We know better than to take our ancestral stories literally and at face-value. Just as the story of the Ugly Duckling does not speak of real farmyard animals but alludes to the way many of us do not fit into society because of skin colour, sexual orientation, ancestral background or religious beliefs, the fable shows us in metaphoric ways how difficult it is to be different and to have the world reject one. The story speaks of the difficulties coping as a social outcast and outlier. Yet the tale of the ugly duckling also gives us hope that we may hear that familiar call of swans flying overhead and heed our inner call to connect and become part of our own special group of people where we belong. The tale reassures us that we can find identity, place and solace in the safety of our kith of kin.
If we are meant to read deeper meaning into fables such as that of the ugly duckling, then should we not also seek deeper meaning in other metaphoric texts too? I am deeply suspicious of literal, blind brick and mortar acceptance of such writings. I have an instinctual trust that these metaphors speak of human progression in other more deeply profound ways.
What is blatantly obvious is our progressive mismanagement and contempt for this planet and of all other species living on it. Our Mother, Earth, is still uncompromisingly generous to us – yet with a mindset of obsessive, self-centred greed, we rape her. Not just once but again and again to the point where we have lost our conscience for that which we are doing and with addictive, narcissistic, unfettered arrogance believe that She should continuously submit Herself, laying back, opening Her legs and in silent surrender, giving us access to the sacred space from which we were born so that we can take all that we depravedly crave.
I for one, do not want to be part of this testosterone-filled, insatiable lust!

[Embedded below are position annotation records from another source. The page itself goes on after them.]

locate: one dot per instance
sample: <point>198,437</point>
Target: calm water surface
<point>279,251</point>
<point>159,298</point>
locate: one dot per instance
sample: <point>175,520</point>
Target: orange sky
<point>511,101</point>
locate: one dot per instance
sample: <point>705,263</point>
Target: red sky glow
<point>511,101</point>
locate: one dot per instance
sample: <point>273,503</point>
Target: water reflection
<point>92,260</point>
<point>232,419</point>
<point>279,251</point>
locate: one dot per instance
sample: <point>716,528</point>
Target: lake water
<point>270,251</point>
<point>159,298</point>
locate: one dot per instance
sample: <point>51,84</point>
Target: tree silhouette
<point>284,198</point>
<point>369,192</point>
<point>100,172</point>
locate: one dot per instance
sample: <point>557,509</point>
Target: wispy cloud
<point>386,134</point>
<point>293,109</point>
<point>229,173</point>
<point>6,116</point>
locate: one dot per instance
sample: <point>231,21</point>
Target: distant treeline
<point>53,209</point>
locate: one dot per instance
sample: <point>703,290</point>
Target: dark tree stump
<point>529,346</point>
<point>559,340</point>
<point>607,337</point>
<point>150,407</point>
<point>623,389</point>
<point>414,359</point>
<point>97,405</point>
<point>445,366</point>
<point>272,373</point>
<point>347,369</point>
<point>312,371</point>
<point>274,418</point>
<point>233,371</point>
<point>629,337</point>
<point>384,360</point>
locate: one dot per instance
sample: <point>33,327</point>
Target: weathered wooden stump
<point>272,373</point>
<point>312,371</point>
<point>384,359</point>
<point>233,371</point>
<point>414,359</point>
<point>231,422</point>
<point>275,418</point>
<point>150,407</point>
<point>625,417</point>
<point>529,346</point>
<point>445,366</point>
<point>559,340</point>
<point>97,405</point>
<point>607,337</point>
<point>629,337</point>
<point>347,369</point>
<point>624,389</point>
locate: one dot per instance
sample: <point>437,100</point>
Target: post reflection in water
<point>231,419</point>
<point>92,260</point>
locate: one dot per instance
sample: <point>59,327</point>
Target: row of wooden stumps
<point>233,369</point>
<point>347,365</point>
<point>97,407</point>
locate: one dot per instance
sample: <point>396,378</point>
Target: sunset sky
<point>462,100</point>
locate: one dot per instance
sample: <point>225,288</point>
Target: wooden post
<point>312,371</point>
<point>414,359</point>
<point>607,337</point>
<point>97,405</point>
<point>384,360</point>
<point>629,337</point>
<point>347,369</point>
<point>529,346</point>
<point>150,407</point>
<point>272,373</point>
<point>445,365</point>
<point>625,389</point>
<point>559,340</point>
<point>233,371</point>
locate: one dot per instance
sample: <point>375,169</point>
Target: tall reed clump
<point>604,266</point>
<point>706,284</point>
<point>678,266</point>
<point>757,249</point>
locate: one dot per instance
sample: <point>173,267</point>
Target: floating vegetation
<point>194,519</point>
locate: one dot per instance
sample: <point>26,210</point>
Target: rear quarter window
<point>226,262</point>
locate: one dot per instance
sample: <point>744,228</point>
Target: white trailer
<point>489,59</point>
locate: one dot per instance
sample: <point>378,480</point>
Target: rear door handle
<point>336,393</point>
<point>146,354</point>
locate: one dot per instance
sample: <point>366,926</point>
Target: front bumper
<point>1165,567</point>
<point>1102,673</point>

This crisis will pass. They always do, one way or another and life will return to normal. But, what kind of normal are we expecting it to return to? Many of us realise that this is a major pivotal point in human history. You and I have the collective ability to press our world leaders for change. We must define the parameters and scope of our new normal otherwise nature will do it for us. Do you have the will and courage and are you man enough to protest rape? If so, are you ready to stand as an activist against the rape of our Mother?